A YOUNG POLISH DELEGATE, “OUR NEEDS:” “A TRUE IDEAL, A TRUE MODEL, A TRUE FRIEND”” “

“The youth of today have a need for a true ideal, a true model and a true friend. If they don’t find them, they end up following what the world proposes to them: consumerism, hedonism, escape into the virtual, individualism and standardization”. The reflection is that of a young Pole, Tomasz Mikusinski, who addressed the round table on 25 April on the theme of the day “Memory and future” as part of the programme of the 10th Symposium of European bishops, promoted by the Council of the Episcopal Conferences of Europe (CCEE), held in Rome from 24 to 28 April. “The ideal of ideals”, according to Tomasz, is contained in the Gospel, and is “the life of God realized on earth”. To achieve it, he pointed out, the young have a need for credible models, and he cited some names: John Paul II, Mother Teresa of Calcutta, Chiara Lubich, Roger Schutz. Yet, he pointed out, “it’s not always like this”. In Poland too, where many young people are closely linked with the Church, “needs are growing among them that the Church does not yet seem able to satisfy”. The young challenge, for example, a faith that is exclusively lived in its “vertical dimension”, in other words in the “relation with God in prayer, in liturgical celebrations, and in participation in the sacraments”. But the young, he suggested, “have a need to find responses also for the horizontal dimension of their life, for their relations with the fellowmen they meet in the various circumstances of daily life”. And he mentioned, in this regard, the portal of an Indian church, which has the inscription over its entrance: “Here one enters to love God”, and over its exit: “Here one leaves to love man”. “The Gospel, whose essence is to love, illuminates human relationships, placing man in the right relation with his neighbour. Whoever tries to live the Gospel knows that this life-style is a source of happiness.

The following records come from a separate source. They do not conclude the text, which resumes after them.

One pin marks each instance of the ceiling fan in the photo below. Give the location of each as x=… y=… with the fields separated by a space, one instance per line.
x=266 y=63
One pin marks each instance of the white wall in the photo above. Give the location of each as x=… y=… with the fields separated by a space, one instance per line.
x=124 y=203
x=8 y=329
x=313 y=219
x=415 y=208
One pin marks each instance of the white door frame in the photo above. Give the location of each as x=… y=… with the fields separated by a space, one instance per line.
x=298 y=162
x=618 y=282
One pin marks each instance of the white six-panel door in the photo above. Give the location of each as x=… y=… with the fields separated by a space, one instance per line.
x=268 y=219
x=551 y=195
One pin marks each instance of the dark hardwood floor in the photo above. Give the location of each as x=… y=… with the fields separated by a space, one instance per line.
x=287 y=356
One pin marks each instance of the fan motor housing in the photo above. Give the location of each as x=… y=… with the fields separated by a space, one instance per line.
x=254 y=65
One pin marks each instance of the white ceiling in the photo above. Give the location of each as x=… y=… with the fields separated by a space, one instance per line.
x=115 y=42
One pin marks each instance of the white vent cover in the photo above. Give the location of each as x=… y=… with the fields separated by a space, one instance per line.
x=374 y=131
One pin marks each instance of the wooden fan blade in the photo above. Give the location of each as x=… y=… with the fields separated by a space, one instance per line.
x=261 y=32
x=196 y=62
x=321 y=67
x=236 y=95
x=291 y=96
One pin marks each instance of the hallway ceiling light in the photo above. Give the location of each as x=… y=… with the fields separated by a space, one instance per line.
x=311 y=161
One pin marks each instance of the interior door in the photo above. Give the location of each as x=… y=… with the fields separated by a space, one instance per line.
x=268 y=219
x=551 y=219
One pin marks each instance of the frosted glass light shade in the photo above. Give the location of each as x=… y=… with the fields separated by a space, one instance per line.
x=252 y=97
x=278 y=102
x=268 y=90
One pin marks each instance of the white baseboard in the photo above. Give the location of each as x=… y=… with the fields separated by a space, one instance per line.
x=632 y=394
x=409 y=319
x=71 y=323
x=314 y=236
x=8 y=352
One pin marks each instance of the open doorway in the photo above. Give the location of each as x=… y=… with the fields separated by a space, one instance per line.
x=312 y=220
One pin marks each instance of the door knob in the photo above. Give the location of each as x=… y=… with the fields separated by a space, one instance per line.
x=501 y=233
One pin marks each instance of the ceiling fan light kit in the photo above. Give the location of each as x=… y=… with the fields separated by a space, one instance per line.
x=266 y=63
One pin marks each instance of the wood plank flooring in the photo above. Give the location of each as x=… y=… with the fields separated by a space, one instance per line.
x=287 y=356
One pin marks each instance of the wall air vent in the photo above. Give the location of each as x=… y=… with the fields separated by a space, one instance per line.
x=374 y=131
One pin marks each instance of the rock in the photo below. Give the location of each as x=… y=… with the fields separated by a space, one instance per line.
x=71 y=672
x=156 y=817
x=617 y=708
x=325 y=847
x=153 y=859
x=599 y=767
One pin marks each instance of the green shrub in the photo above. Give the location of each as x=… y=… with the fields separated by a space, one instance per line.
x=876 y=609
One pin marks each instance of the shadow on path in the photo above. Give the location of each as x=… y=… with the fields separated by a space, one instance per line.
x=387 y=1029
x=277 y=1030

When the young experience this happiness – said Tomasz – they are better defended against the countless proposals of superficial and transient pleasures that the consumer world may offer them”. The round table was also addressed by a priest and a sister, who recalled the importance of evangelizing the young by meeting them in their own environment, the need to dedicate more time to them, and the value of the community and of volunteer service.